My phone does something which gets on my nerves. When I go to bed and let it charge, the operating system might update - usually, this update will be rather minor and therefore doesn't affect me much. The annoying bit is that it will update without letting me tell it not to - I'll know if it tried and failed as I will get a notification saying so.

But then it will put me onto a completely different version of the phone's operating system, as happened a few days ago when I got iOS 17. It's not significantly different from iOS 16 to be fair, in fact if my phone hadn't told me it had (successfully) updated, I wouldn't have noticed. The only change was that now Apple have some weird journal app which, if I used, would be replacing some of my blogposts and I would hate to do that. But that's not what I'm really annoyed by.
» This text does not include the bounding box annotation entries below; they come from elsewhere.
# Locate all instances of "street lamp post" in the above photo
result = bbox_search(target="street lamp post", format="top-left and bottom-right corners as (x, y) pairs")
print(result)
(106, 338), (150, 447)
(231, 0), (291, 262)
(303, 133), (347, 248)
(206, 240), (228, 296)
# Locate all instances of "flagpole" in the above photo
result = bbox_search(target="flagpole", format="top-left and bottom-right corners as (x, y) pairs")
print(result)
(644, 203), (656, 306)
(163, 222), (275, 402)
If a device is going to update, it will usually come up with a notification asking if I want the device to update now or later. Never is the option no. And perhaps my complaining is needless, but it’s still something I think is a bit snide.
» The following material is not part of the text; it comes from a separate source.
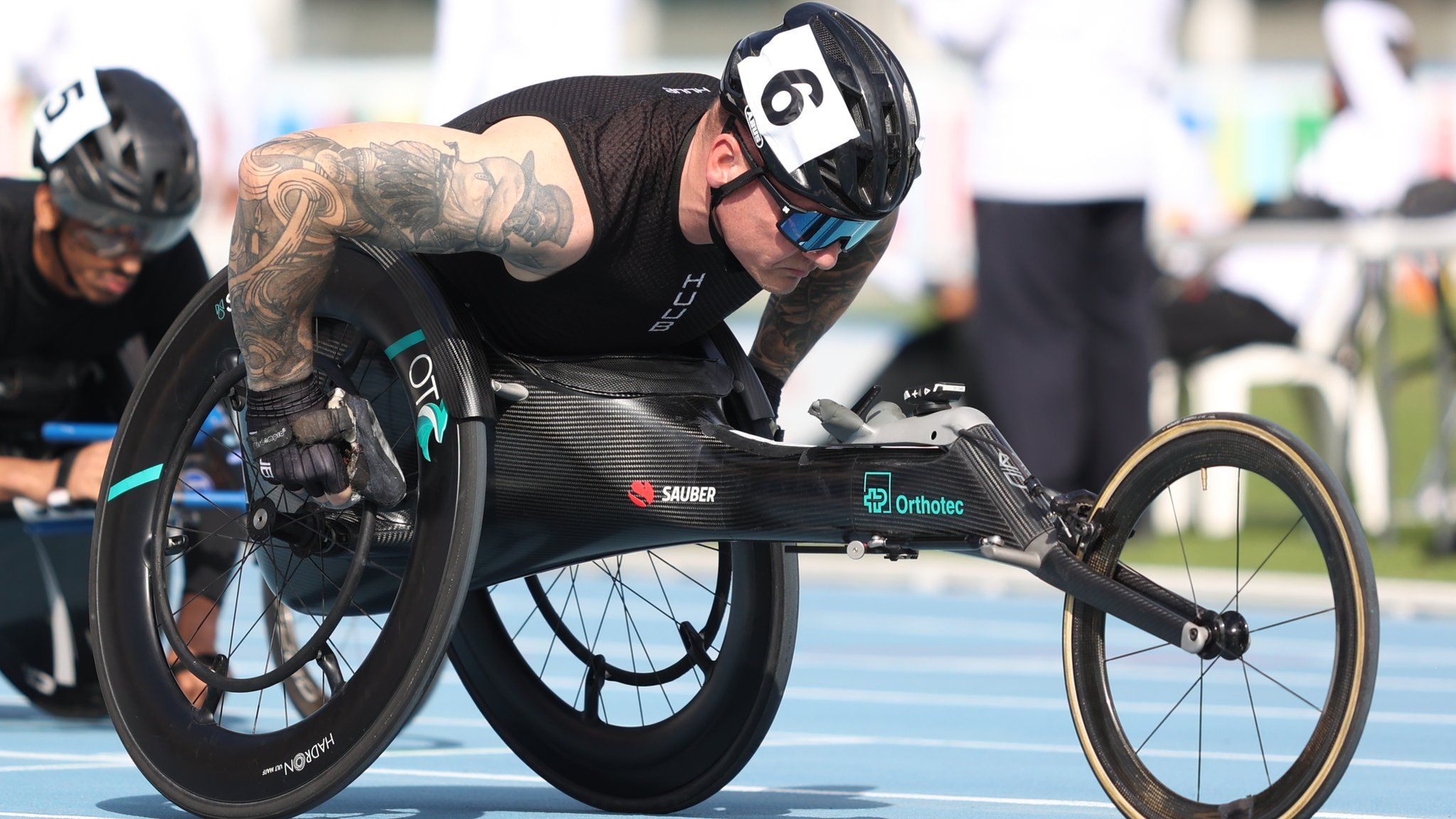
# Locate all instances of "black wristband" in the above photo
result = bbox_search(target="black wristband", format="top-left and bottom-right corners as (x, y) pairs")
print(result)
(55, 449), (82, 490)
(247, 373), (326, 422)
I have a friend who says I complain too much, and this draft is proof he is right.

I began discussing odd university courses in this post, but clearly was put off by just how many weird courses there actually are. Besides, my heart is mostly set on a few options, provided I get the grades I need in them:

Marine Sciences is only offered by five unis, the highest ranked (according to the Complete University Guide) being Essex, but Marine Biology is offered by twenty-five unis, including St Andrews (one of the most presitigious in the UK). Compare that to subjects like history and politics, with almost three times more unis offering them than offer the marine subjects. But only one uni (Lancaster) offers Politics and German Studies. 
Here is more proof I complain too much - this was going to be called "Engaging":

My lack of success in getting indexed makes me think that Google simply doesn't appreciate posts that take a long time to make on a diverse range of topics. Obviously they'd prefer I made posts that took fifty seconds to read, that seems to be all the rage nowadays, and if it was on Taylor Swift or some popular Netflix show, maybe I'd do even better. Where's the market for a post-punk-loving Millwall fan who studies chemistry? And who cares about personality anyways - after all, looks are surely everything nowadays in an influencer-heavy market. Some even go on shows to find love, and get a sponsorship with Boohoo whilst they're at it. They're engaging, intriguing, beguiling. Who am I? Just another student writing up a supercurricular project - the social networks would hardly wait for me to catch up.

And there are countless other drafts, but they're somewhat interesting so don't count. I'll be writing about the three types of twilight again, I'll discuss some more National Trust sites, I even have a post on r values waiting to be filled in. In the meantime, I have 162 posts and over 100,000 words written up - I think at least half of them deserve to have made the cut.